October 25, 2010 Leave a comment

I’ve always wondered how good of a job am I doing with my virtualization project.  Yes, I know that I have saved my organization a few hundred thousand dollars by NOT having to purchase over 100 new servers.  But could I do better?  Am I sizing my hosts and guests correctly?  To answer that question, I downloaded an evaluation copy of VMware’s CapacityIQ and have been running it for a bit over a week now.

My overall impression is that CapacityIQ needs some work.  Visually, the product is fine.  The product is also easy to use.  I’m just a bit dubious of the results though.
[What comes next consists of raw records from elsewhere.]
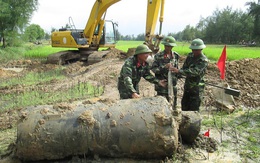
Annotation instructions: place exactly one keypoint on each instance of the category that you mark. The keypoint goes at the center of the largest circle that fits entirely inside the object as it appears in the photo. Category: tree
(34, 32)
(14, 17)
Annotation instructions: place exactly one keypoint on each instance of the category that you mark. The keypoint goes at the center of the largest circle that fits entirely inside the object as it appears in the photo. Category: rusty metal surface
(139, 128)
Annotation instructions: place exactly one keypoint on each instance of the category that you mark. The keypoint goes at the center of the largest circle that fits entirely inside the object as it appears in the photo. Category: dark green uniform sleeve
(149, 76)
(195, 69)
(127, 77)
(157, 67)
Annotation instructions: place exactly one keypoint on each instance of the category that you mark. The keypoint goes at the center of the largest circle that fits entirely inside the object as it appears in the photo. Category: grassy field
(234, 52)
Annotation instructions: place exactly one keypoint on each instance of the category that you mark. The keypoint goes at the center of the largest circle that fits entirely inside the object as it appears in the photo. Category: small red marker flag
(206, 133)
(222, 63)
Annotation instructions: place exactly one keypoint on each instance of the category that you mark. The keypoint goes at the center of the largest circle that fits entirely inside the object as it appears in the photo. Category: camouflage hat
(169, 41)
(197, 44)
(142, 49)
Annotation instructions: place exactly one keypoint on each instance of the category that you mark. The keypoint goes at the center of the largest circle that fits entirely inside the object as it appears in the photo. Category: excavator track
(67, 56)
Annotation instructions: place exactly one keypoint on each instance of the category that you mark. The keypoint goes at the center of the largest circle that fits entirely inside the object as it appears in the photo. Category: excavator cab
(104, 36)
(108, 35)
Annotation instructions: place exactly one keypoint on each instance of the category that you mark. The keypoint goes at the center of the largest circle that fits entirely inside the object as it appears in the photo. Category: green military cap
(142, 49)
(169, 41)
(197, 44)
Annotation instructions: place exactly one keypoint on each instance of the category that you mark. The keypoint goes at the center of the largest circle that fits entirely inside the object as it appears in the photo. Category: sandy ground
(241, 75)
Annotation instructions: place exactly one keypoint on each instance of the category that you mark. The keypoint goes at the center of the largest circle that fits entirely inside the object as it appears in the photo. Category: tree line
(223, 26)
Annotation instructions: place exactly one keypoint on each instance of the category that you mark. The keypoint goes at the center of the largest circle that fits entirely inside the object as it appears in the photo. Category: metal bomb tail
(139, 128)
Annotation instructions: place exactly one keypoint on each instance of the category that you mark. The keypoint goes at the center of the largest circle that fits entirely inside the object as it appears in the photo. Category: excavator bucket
(133, 128)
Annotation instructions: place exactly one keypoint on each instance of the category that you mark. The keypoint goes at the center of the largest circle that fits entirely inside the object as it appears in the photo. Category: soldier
(133, 69)
(194, 68)
(163, 62)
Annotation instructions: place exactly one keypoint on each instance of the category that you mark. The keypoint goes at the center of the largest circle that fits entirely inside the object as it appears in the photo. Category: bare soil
(241, 75)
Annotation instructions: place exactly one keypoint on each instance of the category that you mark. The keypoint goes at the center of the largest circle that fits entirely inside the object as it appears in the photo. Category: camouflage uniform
(161, 73)
(130, 76)
(194, 68)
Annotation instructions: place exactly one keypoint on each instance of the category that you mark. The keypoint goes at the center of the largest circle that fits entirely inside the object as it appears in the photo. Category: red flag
(206, 133)
(222, 63)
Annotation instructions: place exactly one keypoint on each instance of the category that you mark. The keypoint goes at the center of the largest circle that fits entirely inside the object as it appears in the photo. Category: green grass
(213, 52)
(32, 90)
(43, 51)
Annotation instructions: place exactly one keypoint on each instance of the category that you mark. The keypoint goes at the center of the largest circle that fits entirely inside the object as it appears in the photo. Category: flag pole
(222, 67)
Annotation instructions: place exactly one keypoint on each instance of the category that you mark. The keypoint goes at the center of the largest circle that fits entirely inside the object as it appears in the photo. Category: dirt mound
(242, 75)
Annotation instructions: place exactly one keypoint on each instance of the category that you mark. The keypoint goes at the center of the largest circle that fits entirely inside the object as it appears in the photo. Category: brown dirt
(242, 75)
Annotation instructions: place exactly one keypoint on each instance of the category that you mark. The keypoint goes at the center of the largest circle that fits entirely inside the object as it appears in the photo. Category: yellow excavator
(101, 33)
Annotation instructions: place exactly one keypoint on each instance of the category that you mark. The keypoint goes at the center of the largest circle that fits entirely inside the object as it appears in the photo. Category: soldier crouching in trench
(194, 68)
(133, 69)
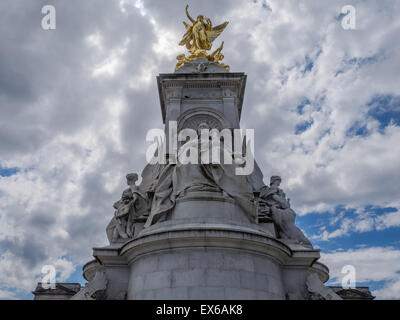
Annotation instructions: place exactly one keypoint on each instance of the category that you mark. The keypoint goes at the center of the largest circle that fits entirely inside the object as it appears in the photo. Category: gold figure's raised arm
(216, 31)
(188, 15)
(198, 39)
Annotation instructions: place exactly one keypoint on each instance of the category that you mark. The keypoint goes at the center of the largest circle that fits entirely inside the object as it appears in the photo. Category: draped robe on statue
(176, 179)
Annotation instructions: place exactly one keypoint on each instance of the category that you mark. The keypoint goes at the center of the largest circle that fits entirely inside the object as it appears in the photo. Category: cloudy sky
(76, 104)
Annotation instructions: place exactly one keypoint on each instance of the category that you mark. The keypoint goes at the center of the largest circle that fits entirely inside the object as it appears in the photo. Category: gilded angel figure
(199, 36)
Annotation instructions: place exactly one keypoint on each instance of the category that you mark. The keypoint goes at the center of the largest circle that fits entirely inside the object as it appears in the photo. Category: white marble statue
(133, 202)
(273, 201)
(175, 180)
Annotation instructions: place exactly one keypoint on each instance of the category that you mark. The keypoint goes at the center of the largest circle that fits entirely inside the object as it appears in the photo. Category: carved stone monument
(199, 230)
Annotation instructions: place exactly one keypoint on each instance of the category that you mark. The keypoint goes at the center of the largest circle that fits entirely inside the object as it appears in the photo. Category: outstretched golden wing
(187, 37)
(216, 31)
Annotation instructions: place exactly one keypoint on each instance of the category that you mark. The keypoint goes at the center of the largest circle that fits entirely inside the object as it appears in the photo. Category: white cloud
(75, 136)
(371, 264)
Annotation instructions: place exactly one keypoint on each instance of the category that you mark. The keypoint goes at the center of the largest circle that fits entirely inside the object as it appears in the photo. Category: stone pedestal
(206, 246)
(206, 249)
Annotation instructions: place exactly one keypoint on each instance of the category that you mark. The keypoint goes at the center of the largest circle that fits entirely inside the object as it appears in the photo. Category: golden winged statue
(199, 38)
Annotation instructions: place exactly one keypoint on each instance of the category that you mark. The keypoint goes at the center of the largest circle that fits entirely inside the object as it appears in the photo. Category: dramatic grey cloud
(76, 104)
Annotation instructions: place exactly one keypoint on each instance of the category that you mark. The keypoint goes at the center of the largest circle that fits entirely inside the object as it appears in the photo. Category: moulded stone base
(210, 273)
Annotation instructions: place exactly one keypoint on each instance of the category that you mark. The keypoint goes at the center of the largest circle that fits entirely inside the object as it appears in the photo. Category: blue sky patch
(385, 109)
(301, 127)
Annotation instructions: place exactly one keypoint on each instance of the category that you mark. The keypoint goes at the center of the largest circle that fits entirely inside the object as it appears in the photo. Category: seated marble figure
(273, 203)
(132, 205)
(176, 180)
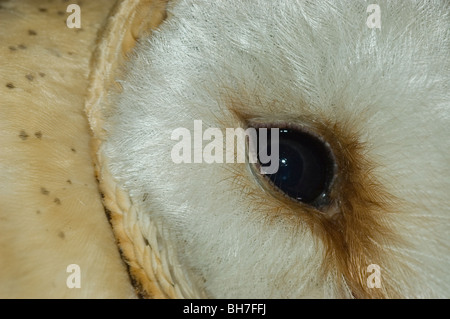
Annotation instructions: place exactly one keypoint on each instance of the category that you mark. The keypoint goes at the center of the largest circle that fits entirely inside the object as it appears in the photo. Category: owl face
(358, 203)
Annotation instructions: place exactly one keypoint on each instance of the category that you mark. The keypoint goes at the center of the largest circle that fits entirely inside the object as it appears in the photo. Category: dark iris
(305, 166)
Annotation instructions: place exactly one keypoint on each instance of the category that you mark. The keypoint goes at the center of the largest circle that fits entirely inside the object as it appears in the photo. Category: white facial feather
(304, 58)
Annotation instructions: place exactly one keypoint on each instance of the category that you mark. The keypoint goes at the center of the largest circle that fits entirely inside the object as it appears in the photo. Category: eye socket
(306, 165)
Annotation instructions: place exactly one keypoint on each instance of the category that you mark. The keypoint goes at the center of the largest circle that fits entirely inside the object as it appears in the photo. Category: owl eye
(305, 165)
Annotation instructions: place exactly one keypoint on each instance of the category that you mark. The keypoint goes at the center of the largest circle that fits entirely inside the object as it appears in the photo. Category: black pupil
(305, 165)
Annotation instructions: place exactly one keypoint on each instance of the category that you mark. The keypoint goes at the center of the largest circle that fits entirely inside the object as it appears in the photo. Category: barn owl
(358, 207)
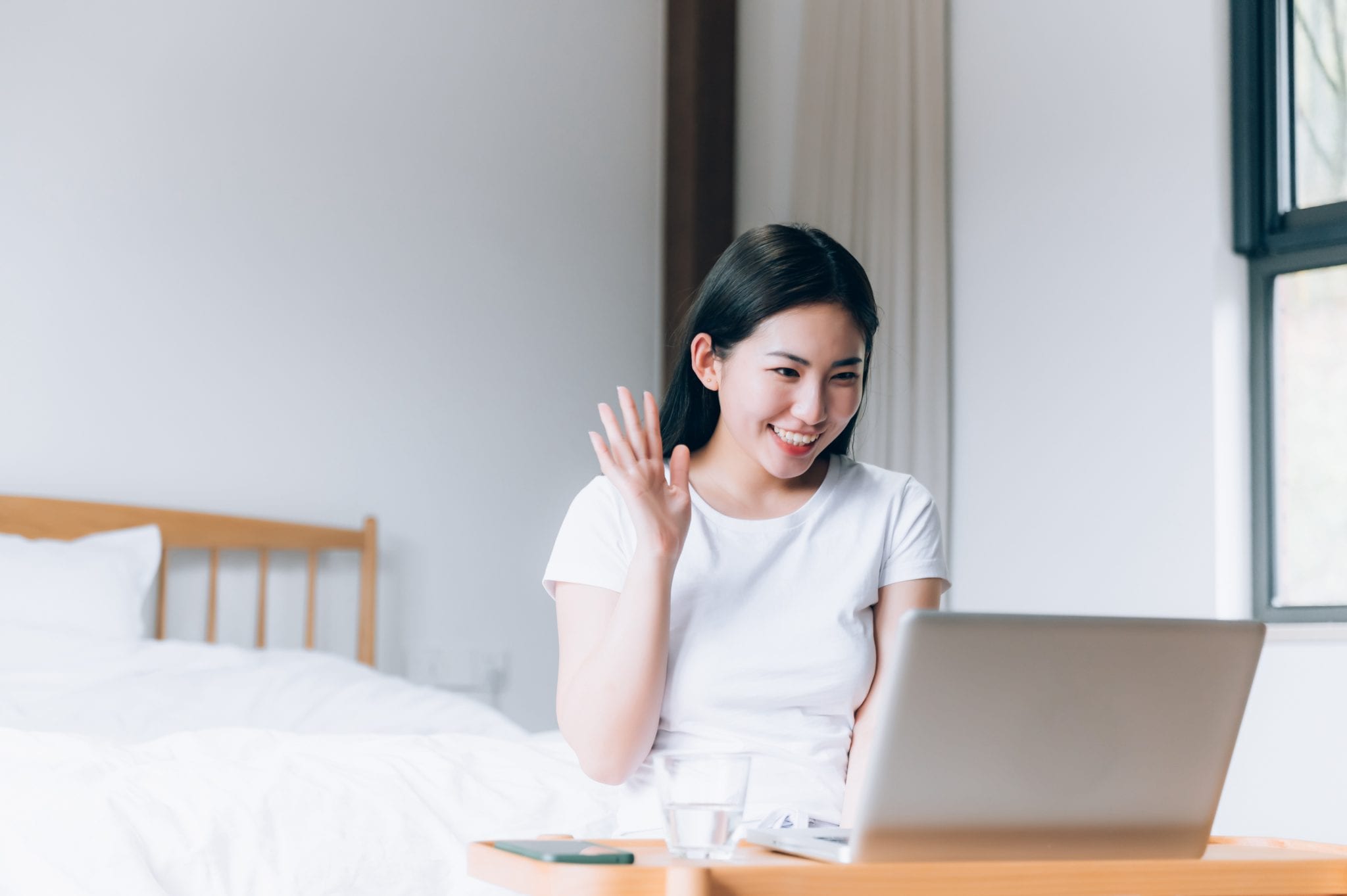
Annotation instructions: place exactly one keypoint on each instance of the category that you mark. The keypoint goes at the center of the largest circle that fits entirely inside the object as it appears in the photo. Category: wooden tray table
(1231, 866)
Before I get into the details, here are some details about my virtual environment.

  • Hypervisor is vSphere 4.0 build 261974.
  • CapacityIQ version is CIQ-ovf-1.0.4.1091-276824
  • Hosts are Cisco B250-M2 blades with 96GB RAM,  dual Xeon X5670 CPU, and Palo

 

So what results do I see after one week’s run?  All my virtual servers are oversized.   It’s not that I don’t believe it; it’s just that I don’t believe it.

I read, and then re-read the documentation and noticed that using a 24hr time setting was not considered a best practice since all the evening idle time would be factored into the sizing calculations.  So I adjusted the time calculations to be based on a 6am – 6pm Mon-Thurs schedule, which are our core business hours.  All other settings were left at the defaults.
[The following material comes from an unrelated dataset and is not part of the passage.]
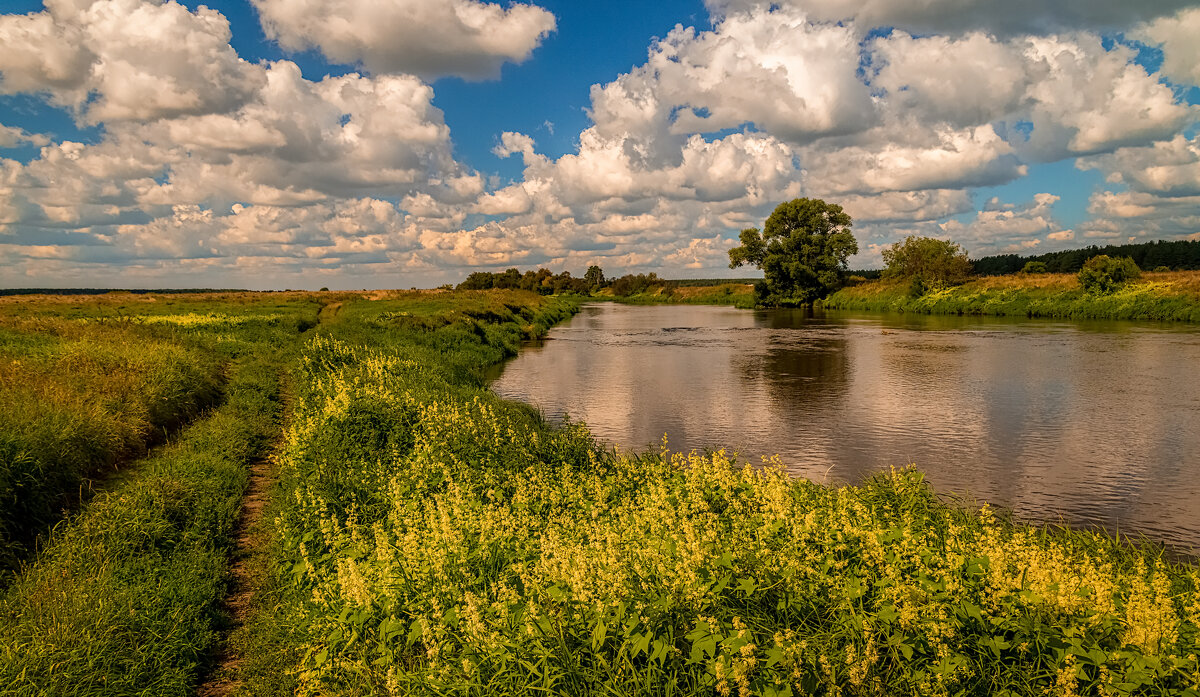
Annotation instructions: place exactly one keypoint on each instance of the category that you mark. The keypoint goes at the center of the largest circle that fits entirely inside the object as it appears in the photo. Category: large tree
(802, 251)
(928, 263)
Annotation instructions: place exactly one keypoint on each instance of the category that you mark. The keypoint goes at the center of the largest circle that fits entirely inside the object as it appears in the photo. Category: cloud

The first thing I noticed is that by doing this, I miss all peak usage events that occur at night for those individual servers that happen to be busy at night.  The “time” setting is a global setting so it can’t set it on a per-vm basis.  Minus 1 point for this limitation.

The second item I noticed between reading the documentation, a few whitepapers, and posts on the VMware Communities forums is that CapacityIQ does not take peak usage into account (I’ll come back to this later).  The basic formula for sizing calculations is fairly simple.  No calculus used here.

The third thing I noticed is that the tool isn’t application aware.  It’s telling me that my Exchange mailbox cluster servers are way over provisioned when I am pretty sure this isn’t the case.  We sized our Exchange mailbox cluster servers by running multiple stress tests and fiddling with various configuration values to get to something that was stable.  If I lower any of the settings (RAM and/or vCPU), I see failover events, customers can’t access email, and other chaos ensues.   CapacityIQ is telling me that I can get by with 1 vCPU and 4GB of RAM for a server hosting a bit over 4500 mailboxes.  That’s a fair-sized reduction from my current setting of 4 vCPU and 20GB of RAM.

It’s not that CapacityIQ is completely wrong in regards to my Exchange servers.  It’s just that the app occasionally wants all that memory and CPU and if it doesn’t get it and has to swap, the nastiness begins.  This is where application awareness  comes in handy.

Let’s get back to peak usage.  What is the overreaching, ultimate litmus test of proper vm sizing?  In my book, the correct answer is “happy customers”.  If my customers are complaining, then something is not right.   Right or wrong, the biggest success factor for any virtualization initiative is customer satisfaction.  The metric used to determine customer satisfaction may change from organization to organization.  For some it may be dollars saved.  For my org, it’s a combination of dollars saved and customer experience.

Based on the whole customer experience imperative, I cannot noticeably degrade performance or I’ll end up with business units buying discrete servers again.  If peak usage is not taken into account, then it’s fairly obvious that CapacityIQ will recommend smaller than acceptable virtual server configurations.  It’s one thing to take an extra 5 seconds to run a report, quite another to add over an hour or two, yet based on what I am seeing, that is exactly what CapacityIQ is telling me to do.

I realize that this is a new area for VMware so time will be needed for the product to mature.  In the meantime, I plan on taking a look at Hyper9.  I hear the sizing algorithms it uses are a bit more sophisticated so I may get more realistic results.

Anyone else have experience with CapacityIQ ?  Let me know.  Am I off in what I am seeing?  I’ll tweak some of the threshold variables to see what affects they have on the results I am seeing.  Maybe the defaults are just impractical.